Ah OK. I thought you may have tried brute force. Yes I opened the password file with DB sqlite reader and the login URL was not encrypted and wondered why not. Will have to presume Mozilla did their due diligence and is using something strong for encryption. Otherwise they would be the laughing stock.

I booted up a testing VM from a pre-configured snapshot (fresh Windows 10 install with browsers, notepad++ and a few other misc applications installed), updated FireFox to the latest version, set a master password, then submitted fake credentials to a random login page and saved the credentials. Once that was done, I attempted to use a password extractor from nirsoft which failed. I then inspected the db3 and db4 sqlite files and the json file that contains the passwords. I did confirm that the username and password was encrypted, but the (substantial) metadata stored in the password manager regarding each login was not.

Looking into KeePass now.
So what did you use for your test?

Ok… so I just ran a test on the latest version of FireFox. Assuming you use a (strong) master password, the passwords themselves are fairly safe. The problem is that there is still information disclosed in plain text that would not be in a fully encrypted password manager such as KeePass, LastPass, dashlane, etc.

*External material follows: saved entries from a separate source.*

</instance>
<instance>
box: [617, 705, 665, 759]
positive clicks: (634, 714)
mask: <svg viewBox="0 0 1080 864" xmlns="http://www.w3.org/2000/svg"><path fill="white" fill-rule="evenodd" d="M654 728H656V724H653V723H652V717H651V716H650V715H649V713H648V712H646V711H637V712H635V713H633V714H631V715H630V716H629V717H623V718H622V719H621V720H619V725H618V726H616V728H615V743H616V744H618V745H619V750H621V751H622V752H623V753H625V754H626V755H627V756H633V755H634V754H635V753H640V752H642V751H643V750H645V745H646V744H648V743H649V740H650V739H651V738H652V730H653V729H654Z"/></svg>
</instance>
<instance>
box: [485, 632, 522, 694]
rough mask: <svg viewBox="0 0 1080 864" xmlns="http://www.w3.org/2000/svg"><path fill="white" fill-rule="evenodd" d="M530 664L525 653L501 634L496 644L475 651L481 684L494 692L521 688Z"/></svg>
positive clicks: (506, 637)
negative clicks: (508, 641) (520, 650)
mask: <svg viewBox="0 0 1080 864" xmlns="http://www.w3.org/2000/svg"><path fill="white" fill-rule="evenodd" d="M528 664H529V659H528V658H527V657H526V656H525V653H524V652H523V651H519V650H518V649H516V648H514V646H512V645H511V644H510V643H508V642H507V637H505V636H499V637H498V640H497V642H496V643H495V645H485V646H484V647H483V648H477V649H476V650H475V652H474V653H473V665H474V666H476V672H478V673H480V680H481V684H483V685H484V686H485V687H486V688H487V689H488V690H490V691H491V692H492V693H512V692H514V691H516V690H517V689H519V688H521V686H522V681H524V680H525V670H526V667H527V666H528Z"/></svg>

You would honestly be better off using KeePass (which is free) with the browser extension – it would perform the same ease of access as the built in manager, and wouldn’t have the information disclosure issue.

Honestly, it’s been awhile since I’ve needed to get into a password protected Firefox password manager (the large majority of people don’t set the master password). The last time that I did, I found that there was no encryption what-so-ever even with a master password. I believe I read somewhere that it may have been added in recent years. I’ll spin up my sandbox VM tomorrow and experiment with it and let you know what I find. :)

Let’s look at Mozilla. I don’t use Chrome. I realise that if you do not use a master password on Firefox then then it is as you say. It’s useless. Now throw in a password. One like the above K3s+zL4xq&KW*H, or just a long enough phrase like !le?pickle^elephant*chien++

They are words in 2 languages. But you will never see that phrase in real life.

The question me and the other poster are really asking is how strong is the Firefox encryption of the passwords file provided you use a good password and not 12345 because what you described in your first post is you are able to break bad practices by looking at the low hanging fruit. I’m certain you can.

Brute force could be used but in how much time and I’m not talking about a Nation State Agency breaking the top terrorist’s computer.

I’m talking about a normal Jane Doe on the street who was compromised. Will that malware writer spend ages breaking that password file or move on to something easier which has a better chance of success like a burglar not wasting time breaking into a wired house and move the the neighbour who is not wired.

The built-in password manager (by default) on browsers is either not encrypted (meaning the passwords are stored as plain text somewhere), or at best it uses machine reversible encryption (which means that it doesn’t take much for someone with a decompiler to reverse the encryption). This means that I don’t need to know a password to get in, I just use a standard tool to extract the passwords from the local database. Yes, depending on the browser, there may be ways to change that; but if you are going to store passwords on your computer, it would generally be considered preferable to use an application that is specifically designed for that (and therefore better prepared to handle the security implications).